I’ve been working on a system that transmits xml over sockets for a while now. And i never really understood whats the real advantage of the choice of xml over sockets instead of a custom protocol.
But i do see a lot of developers(specially originally web-developers) setting up this sort of implementation(xml over sockets).
I do understand that is more “human-readable” (that’s what i keep hearing).
But,
-
Xml carries an awful amount of characters, leading to huge messages when in fact the content is really small and simple.
-
Message size varies, therefore you need to guarantee that you terminate your message with specific character or string pattern.
-
There is more overhead when parsing xml
For all this reasons i remain skeptic about considering XML over Sockets for new systems when i could set my systems using a custom protocol using fixed-size messages. Avoiding huge messages being transmitted and performance hits parsing xml on the client size.
Am i wrong to think as such ? What’s “best” in terms of system-architecture ?
Regards
Design decisions are all about trade-offs. You have enumerated what XML gives you – readability and self-description. It also comes with a description language (XSD), is extremely portable etc etc.

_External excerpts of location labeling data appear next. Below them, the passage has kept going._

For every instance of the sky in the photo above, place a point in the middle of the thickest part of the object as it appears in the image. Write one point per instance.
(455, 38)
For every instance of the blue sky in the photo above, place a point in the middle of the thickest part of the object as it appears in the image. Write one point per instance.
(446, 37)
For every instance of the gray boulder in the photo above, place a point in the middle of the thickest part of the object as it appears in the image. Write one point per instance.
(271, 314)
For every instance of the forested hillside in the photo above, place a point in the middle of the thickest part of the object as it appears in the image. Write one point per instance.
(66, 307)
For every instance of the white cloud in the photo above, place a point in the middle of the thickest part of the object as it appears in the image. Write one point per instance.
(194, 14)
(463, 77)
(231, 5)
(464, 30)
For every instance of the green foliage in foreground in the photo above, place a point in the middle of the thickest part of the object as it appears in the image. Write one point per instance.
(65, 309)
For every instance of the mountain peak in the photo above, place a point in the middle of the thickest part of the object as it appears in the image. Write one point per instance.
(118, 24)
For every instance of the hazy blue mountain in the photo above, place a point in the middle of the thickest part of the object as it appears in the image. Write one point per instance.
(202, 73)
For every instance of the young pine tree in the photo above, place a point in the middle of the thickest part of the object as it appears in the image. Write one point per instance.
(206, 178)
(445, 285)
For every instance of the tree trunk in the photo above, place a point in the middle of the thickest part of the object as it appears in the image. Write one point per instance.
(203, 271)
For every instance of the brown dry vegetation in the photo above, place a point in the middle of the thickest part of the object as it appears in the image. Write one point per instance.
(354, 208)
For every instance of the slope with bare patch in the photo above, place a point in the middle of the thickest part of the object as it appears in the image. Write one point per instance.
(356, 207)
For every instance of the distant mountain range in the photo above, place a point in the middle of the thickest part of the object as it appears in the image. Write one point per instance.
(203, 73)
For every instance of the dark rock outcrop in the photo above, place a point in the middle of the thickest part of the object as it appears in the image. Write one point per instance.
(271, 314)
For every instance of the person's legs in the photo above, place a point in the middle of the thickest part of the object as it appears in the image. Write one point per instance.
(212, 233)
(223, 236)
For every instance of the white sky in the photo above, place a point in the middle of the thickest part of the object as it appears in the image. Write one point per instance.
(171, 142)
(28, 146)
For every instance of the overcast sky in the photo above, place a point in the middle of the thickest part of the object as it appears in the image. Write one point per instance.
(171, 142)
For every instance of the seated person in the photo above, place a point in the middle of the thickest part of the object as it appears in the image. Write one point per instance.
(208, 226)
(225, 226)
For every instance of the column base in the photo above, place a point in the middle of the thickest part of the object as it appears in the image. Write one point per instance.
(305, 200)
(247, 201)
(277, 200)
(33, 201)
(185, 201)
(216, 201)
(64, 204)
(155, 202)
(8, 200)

But these advantages come with disadvantages that you mention. So let’s tackle them one by one:
Verbosity
Yes, XML is verbose, being both self-descriptive and text-based. This is only really a problem if performance is a concern. Is it? What about the positive tradeoffs?
Note that a reasonable alternative here is JSON, which is just as readable but far more efficient.
Varying Size
Yes, but this depends on the connectivity layer. If you do not have a persistent connection (for example, HTTP), or you are using a protocol that provides it’s own ‘framing’ (such as AMQP or JMS) then this is not an issue – the transport layer takes care of it. If you are planning to reinvent this wheel, yes varying payloads makes the protocol harder. But the protocol (especially with all edge cases) is hard enough.
Parsing Overhead
This is related directly to verbosity.